Geography and Climate


Yakushima is one of the southwest islands of Japan, which is situated approximately 60 km from the southern most tip of Cape Sata-misaki in Kyushu. Most of the land is made of uplifted granite, and the island is about 504 km² and 132 km in perimeter. Tall mountains, such as Mt. Miyanoura (1,936 m) of the highest peak in Kyushu region, Mt. Kuromi, Mt. Nagata, Mt. Kurio and three other mountains that exceed 1,800 meters dominate the central part of the circular island. Most of the mountains that surround the center exceed at least 1,000 meters, giving the name “Alps on the Ocean.” The population is roughly 13,500, and people live on plain grounds around the coastal area since the mountains are steep. In the administrative section, Yakushima and Kuchinoerabujima islands belong to Yakushima-cho, Kumage-gun, and as well as Kagoshima prefecture.

Constitution, Geological Feature


The rocks lying as the foundation of Yakushima are sedimentary rocks made of sand or mud. They were piled up as a trench approximately 40 million years ago along with landslides that occurred due to tectonic plate movements. Most areas of the mountains that people climb are made of granite created by the result of intrusion of hardened magma (by a cooling process) that developed about 15 million years ago.

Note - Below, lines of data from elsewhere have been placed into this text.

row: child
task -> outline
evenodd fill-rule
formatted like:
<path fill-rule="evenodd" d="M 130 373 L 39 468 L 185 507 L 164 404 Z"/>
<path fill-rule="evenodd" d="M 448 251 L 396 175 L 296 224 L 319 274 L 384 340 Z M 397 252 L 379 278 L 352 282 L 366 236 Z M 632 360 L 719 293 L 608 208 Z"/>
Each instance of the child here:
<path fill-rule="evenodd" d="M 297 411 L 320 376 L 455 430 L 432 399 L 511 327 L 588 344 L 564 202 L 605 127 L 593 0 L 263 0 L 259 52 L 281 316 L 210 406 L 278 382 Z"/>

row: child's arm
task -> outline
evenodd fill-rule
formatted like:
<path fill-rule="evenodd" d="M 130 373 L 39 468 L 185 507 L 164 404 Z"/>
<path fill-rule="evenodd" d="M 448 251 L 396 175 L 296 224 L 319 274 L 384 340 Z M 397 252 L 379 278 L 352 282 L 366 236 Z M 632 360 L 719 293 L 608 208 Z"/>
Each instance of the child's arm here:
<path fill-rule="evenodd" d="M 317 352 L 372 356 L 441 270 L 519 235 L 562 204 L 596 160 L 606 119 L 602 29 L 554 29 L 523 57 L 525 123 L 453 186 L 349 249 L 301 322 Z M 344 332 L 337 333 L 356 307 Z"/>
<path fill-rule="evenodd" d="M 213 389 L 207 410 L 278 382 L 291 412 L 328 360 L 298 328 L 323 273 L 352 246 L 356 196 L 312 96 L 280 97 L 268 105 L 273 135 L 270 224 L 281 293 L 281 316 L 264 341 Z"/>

Because the granite is much lighter than other rocks, it had caused the stratum to be pushed up at several millimeters per year at a considerably fast rate. The outer surface that encompasses the granite are metamorphic rocks (hornfels) made of sedimentary rocks burnt from the heat of magma. Metamorphic rocks are hard and highly resistant to erosion which have allowed many cliffs and waterfalls to be produced. The red volcanic ashes of stratum can be observed especially in the northwestern part of Yakushima. This was a caused by a large eruption of Kikai Caldera that occurred 73 million years ago. Yakushima continues to rise at the rate of 13 cm in 1,000 years.


The climate and weather in Yakushima is greatly influenced by the Kuroshio Current. The moisture-rich air caused by the warm current fills the mountaintops. Because of the cool temperature at the high peaks, however, it produces rain clouds that create a large quantity of rain each year. This is one of the reasons why Yakushima is also known as the “Island of Water.” The rich water in Yakushima is the life of all living things, and it has produced magnificent scenes and untouched cedar forests. There are various ways that it rains which are different by seasons and areas. As a result, the characteristic of the weather in Yakushima can be quite unpredictable and wild. Although a tiny island, it could be raining heavily one minute in the southern part when it is completely sunny on the other side.

The annual mean temperature at the lower altitude level plains where most islanders live is approximately 20 ℃. Because of the mountains in Yakushima, the village areas are considered to be subtropical with warm temperatures, whereas the mountaintop is considered to be the cold zone. It is as if you had placed various climate zones that extend the Japanese mainland perpendicularly on top of this tiny island.